United States v. Martinez-Garduno

MEMORANDUM*

Jose Angel Martinez-Garduno appeals his conviction for violation of 8 U.S.C. § 1326. We affirm.

*476(1) Martínez attacks the use of expert fingerprint comparison evidence for the purpose of identifying him as a person who was previously deported after a felony conviction. He suggests that it was improper under the principle set forth in Daubert v. Merrell Dow Pharmaceuticals, Inc., 509 U.S. 579, 113 S.Ct. 2786, 125 L.Ed.2d 469 (1993), and its progeny. See, e.g., Domingo ex rel. Domingo v. T.K., 276 F.3d 1083, 1088 (9th Cir.2002); United States v. Alatorre, 222 F.3d 1098, 1100-02 (9th Cm. 2000); United States v. Sherwood, 98 F.3d 402, 408 (9th Cir.1996). However, whatever the merits of that position might be, in this case the overwhelming evidence, including Martinez’ own admission that he was, indeed, the person who had previously been deported, made any error in the admission of fingerprint evidence entirely harmless. See United States v. Hankey, 203 F.3d 1160, 1166-67 (9th Cir.), cert. denied, 530 U.S. 1268, 120 S.Ct. 2733, 147 L.Ed.2d 995 (2000). Therefore, we will not reverse on this basis.1

(2) Martinez also claims that his admissions should have been excluded because he was not given Miranda2 warnings properly. His primary claim is that his rights were not actually read to him, and that he was expressly misinformed about the purpose of the interview in question and promised a speedy deportation. But the INS agent testified to the contrary, and the district court accepted the agent’s story. That was not clearly erroneous, and it binds us here. See Anderson v. City of Bessemer City, 470 U.S. 564, 574, 105 S.Ct. 1504, 1511, 84 L.Ed.2d 518 (1985); United States v. Amano, 229 F.3d 801, 803 (9th Cir.2000); United States v. Matta-Ballesteros, 71 F.3d 754, 766 (9th Cir.1995).

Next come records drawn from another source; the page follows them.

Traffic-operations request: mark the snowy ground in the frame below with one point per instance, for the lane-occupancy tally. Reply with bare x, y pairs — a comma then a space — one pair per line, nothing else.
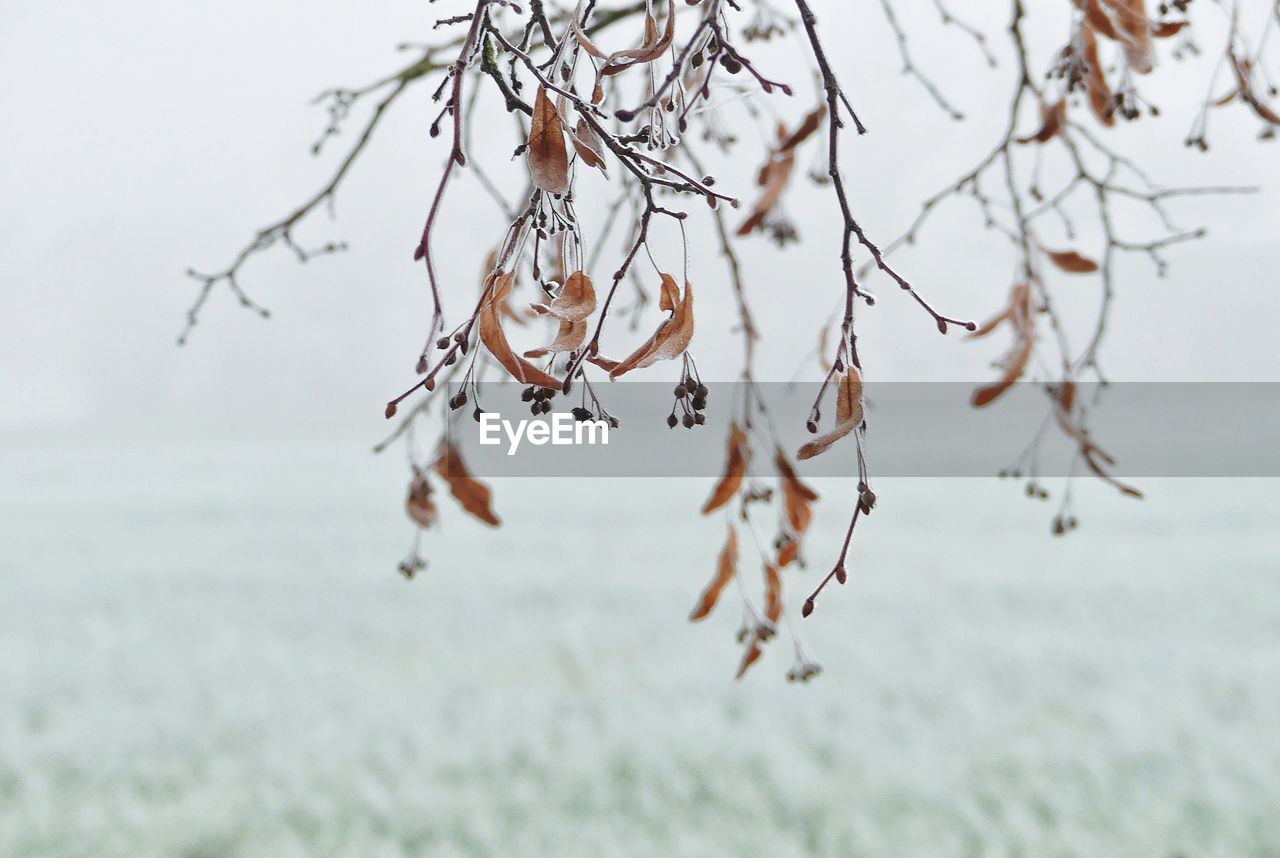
205, 651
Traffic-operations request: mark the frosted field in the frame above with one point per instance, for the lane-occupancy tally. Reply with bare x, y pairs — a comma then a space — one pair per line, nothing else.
205, 651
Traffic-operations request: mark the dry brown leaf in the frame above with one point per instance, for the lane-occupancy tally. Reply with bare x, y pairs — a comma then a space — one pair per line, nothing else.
652, 48
1070, 261
1243, 71
1168, 28
672, 336
568, 338
735, 469
1133, 32
1097, 19
772, 594
1018, 310
796, 496
470, 493
725, 569
589, 147
668, 296
548, 156
575, 302
749, 657
775, 177
1014, 368
419, 505
808, 126
1096, 81
1052, 118
603, 363
1092, 464
494, 338
849, 414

Martinez also suggests that the agent was required to tell him that his admissions could be used to prosecute him for reentry after deportation. That, however, is not the law. See Colorado v. Spring, 479 U.S. 564, 577, 107 S.Ct. 851, 859, 93 L.Ed.2d 954 (1987); Moran v. Burbine, 475 U.S. 412, 422, 106 S.Ct. 1135, 1141, 89 L.Ed.2d 410 (1986); see also California v. Beheler, 463 U.S. 1121, 1125 n. 3, 103 S.Ct. 3517, 3520 n. 3, 77 L.Ed.2d 1275 (1983).

AFFIRMED.

This disposition is not appropriate for publica*476tion and may not be cited to or by the courts of this circuit except as may be provided by Ninth Circuit Rule 36-3.

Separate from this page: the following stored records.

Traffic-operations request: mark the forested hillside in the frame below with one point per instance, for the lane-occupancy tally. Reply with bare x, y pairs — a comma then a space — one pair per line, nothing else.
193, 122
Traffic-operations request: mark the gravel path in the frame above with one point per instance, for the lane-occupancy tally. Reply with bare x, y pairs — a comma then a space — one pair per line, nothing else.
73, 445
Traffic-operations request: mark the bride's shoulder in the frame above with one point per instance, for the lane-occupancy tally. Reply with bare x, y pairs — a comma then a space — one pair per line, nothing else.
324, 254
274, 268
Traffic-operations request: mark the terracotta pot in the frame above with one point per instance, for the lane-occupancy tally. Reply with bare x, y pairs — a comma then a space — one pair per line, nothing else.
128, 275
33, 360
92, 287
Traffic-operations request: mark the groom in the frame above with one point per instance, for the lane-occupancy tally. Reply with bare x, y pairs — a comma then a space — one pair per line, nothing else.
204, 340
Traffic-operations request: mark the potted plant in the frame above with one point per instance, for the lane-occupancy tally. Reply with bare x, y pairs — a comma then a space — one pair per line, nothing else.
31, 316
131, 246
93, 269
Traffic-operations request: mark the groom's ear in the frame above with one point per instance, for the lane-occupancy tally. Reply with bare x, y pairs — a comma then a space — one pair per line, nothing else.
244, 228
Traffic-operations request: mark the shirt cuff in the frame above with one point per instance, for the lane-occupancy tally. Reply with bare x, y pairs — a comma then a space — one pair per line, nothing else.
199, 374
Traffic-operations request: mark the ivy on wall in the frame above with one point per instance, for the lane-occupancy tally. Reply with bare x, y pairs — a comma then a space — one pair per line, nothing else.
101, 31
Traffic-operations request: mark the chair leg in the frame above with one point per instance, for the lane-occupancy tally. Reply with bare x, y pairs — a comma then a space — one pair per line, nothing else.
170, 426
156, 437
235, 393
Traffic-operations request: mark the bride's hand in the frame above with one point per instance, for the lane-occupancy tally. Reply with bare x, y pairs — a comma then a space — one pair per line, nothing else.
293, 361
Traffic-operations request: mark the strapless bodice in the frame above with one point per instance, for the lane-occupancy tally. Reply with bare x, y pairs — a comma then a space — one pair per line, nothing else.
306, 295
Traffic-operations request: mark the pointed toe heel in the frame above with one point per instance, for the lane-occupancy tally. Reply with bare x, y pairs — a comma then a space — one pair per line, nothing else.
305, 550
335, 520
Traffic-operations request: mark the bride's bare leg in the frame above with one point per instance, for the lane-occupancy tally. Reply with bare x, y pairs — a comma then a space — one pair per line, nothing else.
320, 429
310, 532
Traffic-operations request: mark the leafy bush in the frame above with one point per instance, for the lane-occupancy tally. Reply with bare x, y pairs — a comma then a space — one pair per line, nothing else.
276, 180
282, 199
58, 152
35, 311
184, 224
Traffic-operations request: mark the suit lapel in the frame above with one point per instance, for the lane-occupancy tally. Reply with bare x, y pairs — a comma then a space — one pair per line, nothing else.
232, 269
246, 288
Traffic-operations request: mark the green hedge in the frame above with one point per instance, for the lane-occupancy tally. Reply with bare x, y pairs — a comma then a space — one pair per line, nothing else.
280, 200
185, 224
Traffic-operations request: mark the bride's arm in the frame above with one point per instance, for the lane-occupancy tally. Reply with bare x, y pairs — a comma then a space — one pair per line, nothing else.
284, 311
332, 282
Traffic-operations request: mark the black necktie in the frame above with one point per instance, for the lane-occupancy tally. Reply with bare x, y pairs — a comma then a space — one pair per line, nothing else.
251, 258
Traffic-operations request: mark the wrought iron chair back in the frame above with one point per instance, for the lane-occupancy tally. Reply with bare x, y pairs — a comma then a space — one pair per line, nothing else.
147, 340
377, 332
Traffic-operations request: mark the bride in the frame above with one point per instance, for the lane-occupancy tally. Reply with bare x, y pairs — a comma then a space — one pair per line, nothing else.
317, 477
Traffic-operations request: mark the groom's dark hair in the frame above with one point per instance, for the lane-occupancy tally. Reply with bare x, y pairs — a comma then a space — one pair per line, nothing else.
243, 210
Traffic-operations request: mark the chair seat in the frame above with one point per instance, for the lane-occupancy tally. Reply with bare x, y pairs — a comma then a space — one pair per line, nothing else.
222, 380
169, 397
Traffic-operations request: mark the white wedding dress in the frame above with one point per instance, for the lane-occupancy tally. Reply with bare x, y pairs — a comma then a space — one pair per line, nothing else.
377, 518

. Martinez also grumbles that he was not given proper notice that an expert would testify as to the fingerprint comparison. However, he does not actually argue the issue on appeal and has, therefore, waived it. See Wilkins v. United States, 279 F.3d 782, 786 (9th Cir.2002). At any rate, the district court offered to accommodate him by giving him an opportunity to obtain and present his own expert or other evidence; he didn’t.

. Miranda v. Arizona, 384 U.S. 436, 86 S.Ct. 1602, 16 L.Ed.2d 694 (1966).